Joking during ladies night
Pam Aspnes, left, jokes with Brittni Marczewski during ladies night at Bill's Gun Shop in Robbinsdale, Minn. Wednesday, Feb. 2, 2011.
MPR Photo/Jeffrey Thompson

Police departments do incur some cost in running background checks on would-be gun purchasers. By law they're not allowed to charge a fee. However, Sheriffs' Offices that issue weapon-carrying permits that also serve as purchase permits can charge up to $75.

It's hard to calculate what effect ending local checks might have on crime rates, shooting incidents or gun deaths.

In both Minnesota and Wisconsin - a state without a permit to carry law -- crime has been falling for 20 years, said Ross MacMillan, a criminologist at the University of Minnesota, But when MacMillan compared what's happened to violent crime and other felonies in the two states since Minnesota's permit law went into effect in 2005, he noticed an appreciable decline in Minnesota relative to Wisconsin after 2005.

However, while MacMillan's analysis identifies a coincidental link between the carry law and crime trends, it doesn't establish a causal link. Hildreth, of the Minneapolis police, is among those who credit the drop on factors other than the gun law.

"We had a program to go out and attack crime, and really started managing it and counting it and figuring out what we did to make it go down," Hildreth said.

Crime statistics also don't show the entire picture of gun violence.

Jon Roesler, the injury and violence epidemiologist at the Minnesota Department of Health, also factors in suicides and unintentional injuries. For him, the picture of gun violence since the 2005 permit to carry law took effect is mixed.

In 2006, gun injuries peaked in Minnesota. In 2008, the state saw its highest year ever for suicide by firearm.

But for all the data at his disposal, Roesler can't calculate how changes to Minnesota's gun laws might affect gun injury numbers.

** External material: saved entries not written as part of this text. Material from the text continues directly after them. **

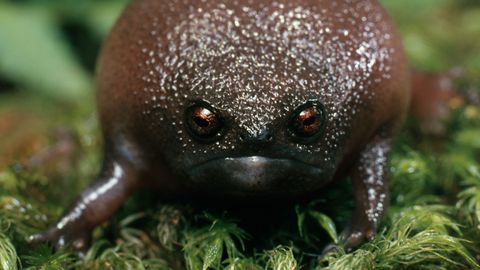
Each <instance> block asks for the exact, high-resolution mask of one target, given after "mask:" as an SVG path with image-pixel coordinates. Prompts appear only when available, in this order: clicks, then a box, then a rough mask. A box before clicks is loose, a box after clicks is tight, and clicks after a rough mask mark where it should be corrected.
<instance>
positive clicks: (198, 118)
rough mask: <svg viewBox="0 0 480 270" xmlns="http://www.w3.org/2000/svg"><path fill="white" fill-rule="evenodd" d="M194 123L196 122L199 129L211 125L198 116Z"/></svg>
mask: <svg viewBox="0 0 480 270" xmlns="http://www.w3.org/2000/svg"><path fill="white" fill-rule="evenodd" d="M193 121H194V122H195V124H197V125H198V126H199V127H203V128H205V127H208V125H209V123H208V120H206V119H204V118H202V117H200V116H197V117H195V118H194V119H193Z"/></svg>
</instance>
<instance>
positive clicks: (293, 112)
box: [289, 101, 325, 138]
mask: <svg viewBox="0 0 480 270" xmlns="http://www.w3.org/2000/svg"><path fill="white" fill-rule="evenodd" d="M324 122H325V114H324V111H323V105H322V103H320V102H318V101H309V102H307V103H305V104H304V105H302V106H300V107H298V108H297V109H296V110H295V111H294V112H293V115H292V118H291V120H290V124H289V128H290V132H291V133H292V134H293V135H294V136H295V137H299V138H310V137H314V136H315V135H317V134H319V133H320V132H321V131H322V129H323V125H324Z"/></svg>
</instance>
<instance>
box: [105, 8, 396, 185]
mask: <svg viewBox="0 0 480 270" xmlns="http://www.w3.org/2000/svg"><path fill="white" fill-rule="evenodd" d="M139 2H140V3H139V4H135V3H137V2H134V4H133V5H132V6H131V7H130V8H131V9H141V10H142V11H141V13H142V14H149V15H148V16H143V17H142V18H141V19H140V18H128V19H124V20H123V21H122V22H123V23H124V24H125V25H124V26H123V27H122V25H120V26H118V27H119V29H124V28H125V29H127V28H128V29H130V30H129V31H130V32H122V31H116V33H117V35H116V36H114V37H113V38H111V39H114V38H116V39H118V42H117V43H118V44H121V45H118V46H116V45H117V43H115V42H112V44H113V45H112V46H110V47H108V46H107V48H106V50H109V49H110V51H112V52H109V53H111V54H114V53H117V54H118V56H117V57H116V58H117V59H124V58H125V59H127V58H128V59H132V60H128V59H127V60H125V61H124V62H125V63H121V62H120V61H116V62H114V61H111V62H112V63H111V64H110V66H109V68H110V69H115V70H117V73H115V75H116V77H115V79H116V80H121V81H120V82H122V80H123V78H121V77H120V76H119V75H121V74H123V73H122V72H124V70H125V69H130V70H133V73H134V74H133V75H132V74H131V73H130V74H129V77H128V79H125V80H123V81H124V82H125V83H124V85H120V86H119V87H118V88H122V89H124V91H125V93H124V94H122V95H120V94H119V95H120V96H122V97H126V96H128V97H129V98H131V99H132V98H133V99H134V100H135V105H134V106H133V110H134V111H135V114H136V115H138V117H137V118H135V121H136V122H135V127H136V128H137V129H139V126H142V127H141V131H140V132H138V133H139V134H140V136H138V138H137V140H142V141H143V142H145V144H144V145H146V146H145V148H148V149H146V150H145V152H155V153H157V155H156V156H161V157H160V158H161V159H162V160H163V161H164V162H166V163H167V166H168V167H169V168H170V169H171V170H172V171H173V172H174V173H175V174H177V175H178V176H181V177H180V178H181V179H183V181H184V184H185V185H189V186H194V187H199V188H203V189H206V190H209V191H216V192H221V193H227V194H266V193H267V194H302V193H305V192H306V191H313V190H316V189H318V188H319V187H321V186H323V185H325V184H326V183H328V182H329V181H331V180H332V178H333V176H334V175H335V174H336V173H337V171H338V169H339V168H340V166H341V165H342V164H344V163H345V160H346V159H347V158H349V155H351V154H352V153H355V151H356V150H358V148H359V147H361V145H362V144H365V142H366V141H367V140H368V139H370V137H371V136H372V134H373V133H374V132H376V129H377V128H378V126H379V125H380V124H382V123H380V122H381V121H383V120H380V119H381V118H382V115H380V114H379V113H378V111H379V109H378V108H380V107H381V105H379V104H381V100H382V95H383V93H386V92H388V91H391V89H392V87H393V86H392V85H393V84H394V83H393V80H392V78H394V77H395V76H396V75H397V73H398V70H402V72H403V69H404V67H403V66H402V65H403V62H402V61H404V59H403V58H402V57H400V56H401V47H400V45H399V41H398V38H397V35H396V34H395V31H394V30H393V27H392V25H391V23H390V20H389V19H388V18H387V17H386V15H385V13H384V11H383V9H382V8H381V7H380V6H379V4H378V3H377V2H376V1H358V3H357V4H355V5H350V4H349V3H350V2H349V1H314V2H312V1H300V0H299V1H278V2H276V1H275V2H270V1H256V2H255V3H254V2H248V3H246V1H238V2H237V1H232V2H228V3H223V4H220V3H219V2H218V1H192V3H190V6H189V7H188V8H186V7H185V8H182V7H181V4H180V3H177V4H172V5H163V4H159V3H157V2H155V1H150V2H148V3H149V4H148V5H153V6H148V5H147V4H142V3H143V2H142V1H139ZM137 20H141V21H142V24H141V25H138V27H136V28H134V29H132V28H133V27H132V25H137V24H135V23H136V22H137ZM127 26H128V27H127ZM125 40H126V41H125ZM132 40H133V41H134V42H133V41H132ZM127 45H128V46H127ZM118 48H120V49H118ZM115 50H118V52H115ZM122 52H126V53H124V54H122ZM127 52H128V53H127ZM131 54H134V56H131ZM399 55H400V56H399ZM106 60H109V59H106ZM105 62H107V61H105ZM130 62H132V63H137V64H136V65H130V66H128V64H129V63H130ZM399 63H400V64H401V65H400V67H399V68H397V66H399ZM110 73H113V72H112V71H110ZM402 76H403V75H402ZM402 76H400V78H405V76H403V77H402ZM112 77H113V76H112ZM124 77H126V76H124ZM110 81H111V82H112V83H111V84H113V81H114V80H113V79H112V80H110ZM114 83H115V84H120V83H119V81H115V82H114ZM107 87H110V88H112V85H106V86H105V88H107ZM127 88H128V89H127ZM125 89H127V90H128V91H127V90H125ZM104 96H105V98H104V99H109V98H110V96H108V95H107V94H104ZM125 100H126V98H125ZM126 103H132V102H131V101H130V100H128V101H127V102H126ZM115 106H118V105H115ZM122 113H123V114H125V115H126V112H125V113H124V112H120V111H119V112H118V115H120V114H122ZM118 117H119V118H120V116H118ZM129 121H130V122H132V121H133V120H129ZM105 122H106V121H105Z"/></svg>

He has no way of knowing whether the guns involved went through the legal permitting process.

"Last year, the Legislature passed a statue that said the health department shall not collect any information about gun ownership" when studying shooting data, he said. That means the department cannot review if the person who fired the weapon legally owned it or had a permit to carry it.

The legislature was very clear," Roesler said. "They do not want the health department addressing that question."

The proposal to eliminate local background checks for gun buyers has passed one House committee, but doesn't have a Senate author. Gov. Mark Dayton has said he opposes a change in the law.